Thanks for all the responses. I wish this forum had a “like” button so that I could acknowledge them.

My short term plan is to seal the workshop off from the rest of the house as well as I can. And I have an eye on 2 surplus furnace fans on craigs list that I would like to turn into air cleaners.

If anyone has a source for an upgraded filter for the HF DC I would look at that as well.

No windows in this section of the basement but I am considering installing ductwork and fans to expel dusty air and suck in fresh air.

Thanks for the reminder on CO. I actually have the HVAC sub coming back tomorrow to install a fresh air supply for my high efficiency furnace. Once that is done I still need to deal with fresh air for the water heater.

View hairy's profile

hairy

2586 posts in 3371 days


#5 posted 04-18-2017 02:08 PM

Most of my tools are in the basement. I have a dc that I always use, and 2 air cleaners. 1 high and 1 low. I also use a box fan with a furnace filter when necessary.

My work area is not sealed off.

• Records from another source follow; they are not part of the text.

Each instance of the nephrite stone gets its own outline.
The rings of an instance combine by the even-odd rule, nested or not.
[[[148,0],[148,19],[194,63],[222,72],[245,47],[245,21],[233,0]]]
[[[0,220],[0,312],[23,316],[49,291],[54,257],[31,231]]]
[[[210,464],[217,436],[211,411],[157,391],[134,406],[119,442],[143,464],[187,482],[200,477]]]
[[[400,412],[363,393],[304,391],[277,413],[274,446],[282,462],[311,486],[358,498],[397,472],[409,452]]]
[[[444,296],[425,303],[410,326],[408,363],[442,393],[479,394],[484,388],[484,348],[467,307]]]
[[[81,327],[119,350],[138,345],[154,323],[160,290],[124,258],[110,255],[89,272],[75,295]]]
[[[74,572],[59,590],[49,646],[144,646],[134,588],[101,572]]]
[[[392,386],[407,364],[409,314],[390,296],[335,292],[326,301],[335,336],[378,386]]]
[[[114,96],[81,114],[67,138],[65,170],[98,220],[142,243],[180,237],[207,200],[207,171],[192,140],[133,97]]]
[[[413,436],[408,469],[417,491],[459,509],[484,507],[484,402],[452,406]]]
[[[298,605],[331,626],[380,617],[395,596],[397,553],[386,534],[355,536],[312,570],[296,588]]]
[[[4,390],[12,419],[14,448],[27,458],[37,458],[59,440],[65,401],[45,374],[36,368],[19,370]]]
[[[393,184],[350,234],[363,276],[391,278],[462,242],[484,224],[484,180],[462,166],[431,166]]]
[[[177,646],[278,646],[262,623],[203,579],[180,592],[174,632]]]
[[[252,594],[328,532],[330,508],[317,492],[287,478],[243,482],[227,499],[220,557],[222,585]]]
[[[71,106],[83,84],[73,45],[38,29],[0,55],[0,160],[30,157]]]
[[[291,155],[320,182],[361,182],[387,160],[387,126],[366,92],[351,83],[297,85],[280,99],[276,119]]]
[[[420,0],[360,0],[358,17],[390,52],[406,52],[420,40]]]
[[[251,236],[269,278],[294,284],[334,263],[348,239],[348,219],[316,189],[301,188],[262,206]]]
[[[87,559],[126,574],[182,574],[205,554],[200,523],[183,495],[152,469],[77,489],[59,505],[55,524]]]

The furnace is about 8 feet from 1 of my bandsaws.

Last week I had to have the A/C updated. New coil inside and a new unit outside, kept the old furnace. The old guy doing the install asked about my woodworking because the inside of the furnace was so clean.

It can be done. It takes commitment and effort, plus a few $.

-- My reality check bounced...

View Iamjacob's profile

Iamjacob

48 posts in 2465 days


#6 posted 04-18-2017 07:00 PM



And I have an eye on 2 surplus furnace fans on craigs list that I would like to turn into air cleaners.

If anyone has a source for an upgraded filter for the HF DC I would look at that as well.

As far as furnace fans go, call up your local HVAC contractors and see if you can dig through their scrap bin / trash. You should be able to get nearly unlimited fans and motors for free as they usually have to pay to have them disposed of from units that they are replacing.

Wynn filters are pretty much the go to for the HF DC filter upgrade.

https://wynnenv.com/products-page/woodworking-filter-pricing/

View clin's profile

clin

751 posts in 835 days


#7 posted 04-18-2017 07:46 PM

I’m just going to underline what JayCee123 said about CO. My advice concerning negative air pressure assumed the gas units like furnace, hot water heater or gas cloths dryer were NOT in the space. You never want negative air pressure in the spaces gas is burned for the reason JayCee pointed out.

In my garage bay converted to shop, my water heater is located in that space. Because the space was no longer a garage and was now separated from the larger garage, I needed to supply air to my water heater. It was already up on a platform in a large niche’ in the wall. I simply enclosed it with a wall and large, well sealed access door. I then ran two vents up to the roof to supply that air to the water heater closet.

Water heater is “happy” and I can do whatever I want with the shop with no concern for screwing up the water heater.

It does pay to put some thought into these things. You’d hate to start poisoning yourself and your family by not thinking it through.

-- Clin

View Dave's profile

Dave

8 posts in 244 days


#8 posted 04-19-2017 01:27 AM

“As far as furnace fans go, call up your local HVAC contractors and see if you can dig through their scrap bin / trash.”

Believe it or not an HVAC tech was here today, I talked to the owner once and to the office two other times and it never occured to me to ask. Doh! Just sent an email.

This is a new house and CO detectors are required by code. So I hope we are covered there. But I do take that seriously.